Friday, May 19, 2017


Spiritual growth is slow. People change incrementally. Ministry can feel like an exercise in futility at times. We preach our hearts out on Sunday only to face the "same old, same old" church problem on Tuesday. We pour our energy into ministry, but the church moves by centimeters to accomplish Christ's great commission. Squabbles erupt. Spiritual apathy rules. After the spiritual high on Sunday, discouragement can settle over us like a wet blanket on Monday. The same battle with discouragement happens not only for pastors but for every follower of Christ when the blows of life and the weariness of serving take their toll on our emotions.

Paul understood how easily the undertow of frustration can lead into the riptide of despair when he wrote: Therefore, we do not lose heart, but though the outer man is decaying, yet our inner man is being renewed day by day (2 Cor. 4:16). The word translated "lose heart" (ἐγκακοῦμεν) means to become tired or succumb to despair. It is a present indicative expressing a statement of fact that is an ongoing reality of life. Paul used the same word earlier in this section (2 Cor. 4:1) to warn us about the soul weariness of life. The word was used of women in childbirth reaching a point where they are ready to give up and fear even for life (BAGD, p.215). Despair destroys the will to live, but we are not succumbing to despair as long as we look to the Lord.

Why? The "but ... but" (ἀλλ᾿ ... ἀλλ᾿) that follows in the sentence expresses the process of fighting despair. The first "but" introduces the condition we face and the second "but" explains the confidence we have. The first "but" is followed by the words "if also" (εί καὶ) translated "although." The phrase expresses a condition assumed to be true (R&R, Key, p.465) and is concessive in force (Hanna, Grammatical Aid, p.320). The "but" that follows a "but if" (ἀλλ᾿ εί) means yet or certainly (Blass/Debrunner, Grammar, p.233). The first "but" explains the condition we feel and the second "but" introduces the solution already taking place in our lives. The despair will end one day. It will not last forever!

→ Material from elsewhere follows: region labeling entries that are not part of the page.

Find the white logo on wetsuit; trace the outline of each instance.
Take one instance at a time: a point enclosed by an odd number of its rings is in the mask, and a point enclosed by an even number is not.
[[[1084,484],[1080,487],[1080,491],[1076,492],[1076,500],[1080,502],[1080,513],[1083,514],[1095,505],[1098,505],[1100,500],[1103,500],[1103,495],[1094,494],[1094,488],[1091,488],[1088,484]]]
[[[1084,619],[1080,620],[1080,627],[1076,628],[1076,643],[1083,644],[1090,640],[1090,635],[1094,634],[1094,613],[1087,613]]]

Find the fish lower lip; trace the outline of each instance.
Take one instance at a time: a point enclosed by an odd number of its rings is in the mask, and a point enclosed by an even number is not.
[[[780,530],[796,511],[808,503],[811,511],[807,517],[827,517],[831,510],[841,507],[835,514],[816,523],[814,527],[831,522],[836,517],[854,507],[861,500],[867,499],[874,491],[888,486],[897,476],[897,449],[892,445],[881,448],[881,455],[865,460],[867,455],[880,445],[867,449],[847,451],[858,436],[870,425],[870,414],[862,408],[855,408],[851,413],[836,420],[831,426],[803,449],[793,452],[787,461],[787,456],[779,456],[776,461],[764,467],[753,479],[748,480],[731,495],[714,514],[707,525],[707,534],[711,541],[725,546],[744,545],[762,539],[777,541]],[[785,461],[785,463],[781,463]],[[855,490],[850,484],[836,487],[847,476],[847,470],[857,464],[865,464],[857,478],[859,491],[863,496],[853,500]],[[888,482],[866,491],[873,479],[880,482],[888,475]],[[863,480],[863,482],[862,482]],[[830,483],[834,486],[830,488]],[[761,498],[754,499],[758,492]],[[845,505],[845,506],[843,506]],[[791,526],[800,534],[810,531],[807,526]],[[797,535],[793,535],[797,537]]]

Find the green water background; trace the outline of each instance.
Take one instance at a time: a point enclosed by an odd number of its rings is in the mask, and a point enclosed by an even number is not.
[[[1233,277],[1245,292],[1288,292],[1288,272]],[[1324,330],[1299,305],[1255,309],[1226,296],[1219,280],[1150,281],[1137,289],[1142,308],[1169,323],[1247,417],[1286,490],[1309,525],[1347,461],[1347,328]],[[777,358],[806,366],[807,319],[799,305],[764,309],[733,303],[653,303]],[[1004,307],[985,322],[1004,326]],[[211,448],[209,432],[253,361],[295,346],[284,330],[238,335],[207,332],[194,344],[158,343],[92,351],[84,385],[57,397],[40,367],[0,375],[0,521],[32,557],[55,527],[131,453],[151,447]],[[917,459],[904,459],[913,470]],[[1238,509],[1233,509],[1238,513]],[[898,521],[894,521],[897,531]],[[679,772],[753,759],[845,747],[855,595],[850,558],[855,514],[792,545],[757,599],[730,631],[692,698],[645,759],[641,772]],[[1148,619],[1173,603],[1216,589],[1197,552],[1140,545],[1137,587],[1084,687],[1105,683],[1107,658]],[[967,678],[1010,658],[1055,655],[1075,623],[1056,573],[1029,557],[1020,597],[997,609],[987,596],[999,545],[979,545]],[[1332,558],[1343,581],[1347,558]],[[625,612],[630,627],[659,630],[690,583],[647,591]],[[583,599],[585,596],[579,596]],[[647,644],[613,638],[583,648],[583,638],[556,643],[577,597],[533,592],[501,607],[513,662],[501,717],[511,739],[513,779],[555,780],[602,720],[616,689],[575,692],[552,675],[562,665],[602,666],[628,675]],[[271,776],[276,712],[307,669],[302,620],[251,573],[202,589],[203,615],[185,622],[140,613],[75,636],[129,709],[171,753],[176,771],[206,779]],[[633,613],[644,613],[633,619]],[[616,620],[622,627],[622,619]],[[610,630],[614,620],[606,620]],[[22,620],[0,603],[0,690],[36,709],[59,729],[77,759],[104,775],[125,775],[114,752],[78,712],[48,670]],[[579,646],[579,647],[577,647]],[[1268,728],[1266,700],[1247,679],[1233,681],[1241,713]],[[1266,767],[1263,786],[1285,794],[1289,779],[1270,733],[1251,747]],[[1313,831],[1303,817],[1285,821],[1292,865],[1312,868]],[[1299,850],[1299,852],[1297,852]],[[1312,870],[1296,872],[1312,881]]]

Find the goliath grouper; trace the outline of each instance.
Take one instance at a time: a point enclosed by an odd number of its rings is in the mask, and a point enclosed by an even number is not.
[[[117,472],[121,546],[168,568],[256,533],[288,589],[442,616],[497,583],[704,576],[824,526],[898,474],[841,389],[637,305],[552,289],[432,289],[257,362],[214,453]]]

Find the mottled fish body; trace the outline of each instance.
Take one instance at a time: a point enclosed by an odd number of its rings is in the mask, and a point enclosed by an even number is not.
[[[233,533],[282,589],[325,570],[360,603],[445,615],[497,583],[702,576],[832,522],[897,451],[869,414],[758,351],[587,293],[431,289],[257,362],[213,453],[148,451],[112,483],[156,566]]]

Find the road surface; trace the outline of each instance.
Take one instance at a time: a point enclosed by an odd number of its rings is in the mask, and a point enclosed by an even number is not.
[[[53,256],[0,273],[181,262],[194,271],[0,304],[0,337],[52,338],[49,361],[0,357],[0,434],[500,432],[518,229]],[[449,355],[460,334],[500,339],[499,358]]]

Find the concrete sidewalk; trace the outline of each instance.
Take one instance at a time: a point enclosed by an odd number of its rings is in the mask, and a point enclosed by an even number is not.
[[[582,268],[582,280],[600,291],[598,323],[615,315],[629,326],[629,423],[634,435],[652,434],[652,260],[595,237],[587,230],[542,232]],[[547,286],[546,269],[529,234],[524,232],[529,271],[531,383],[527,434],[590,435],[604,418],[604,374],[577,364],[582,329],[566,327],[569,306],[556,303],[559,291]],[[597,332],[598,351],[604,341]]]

Our current condition is an "outer man" condition (ὁ ἔξω ἡμῶν ἄνθρωπος). The outer man is a reference to our physiological bodies (BAGD, p.279) consumed by the interplay between our feelings and our tiredness. As our energy wears down our feelings rise up. Our outer man is constantly being destroyed (διαφθείρεται). The verb is a present tense indicating a continual process. It is passive indicating that other forces are at work to deplete the outer man. The word was used for the dying process of animals and for abortion (M&M, Vocabulary, p.157). It can refer to rusting away, spoiling or corrupting activity (BAGD, p.190). Our outer man is constantly decaying, rusting away and wearing down because of the forces at work on us in this world.

Yet the certainty is that our inner man (ὁ ἔσω ἡμῶν) is constantly being renewed (ἀνακαινοῦται). The phrase is used in Romans 7:22 to refer to our inner nature. It is a present tense indicative verb telling us that the process is happening even in our discouraging circumstances. Paul may have coined the word himself (M&M, Vocabulary, p.34) because it is a compound verb formed from the preposition ἀνά meaning "in the middle" (BAGD, p.49) and καινίζω meaning "to make new" (BAGD, p.394) or the cognate adjective καινός meaning new. The reality is that our inner nature is in the middle of constantly being made new. The passive voice tells us that our inner nature is being made new by an outside force, namely God. The renewal is day by day (ἡμέρα καὶ ἡμέρα), a Hebraism meaning "every day" (Blass/Debrunner, p.107). Our inner man has not yet arrived but is in process constantly.

How do we avoid being swept away by the riptide of despair that threatens to drown us with negativity? The undertow of discouragement is normal. We all experience it. The riptide of despair will drown us unless we stop swimming against the current and turn to the one who can rescue us from the riptide. The Lord is making us new in our inner man through the struggles of the outer man. God cares more about our inner man, and we must learn to look at what He is doing in our inner man to avoid the despair of the outer man. We are dying, but in our dying, we are being made new by His power.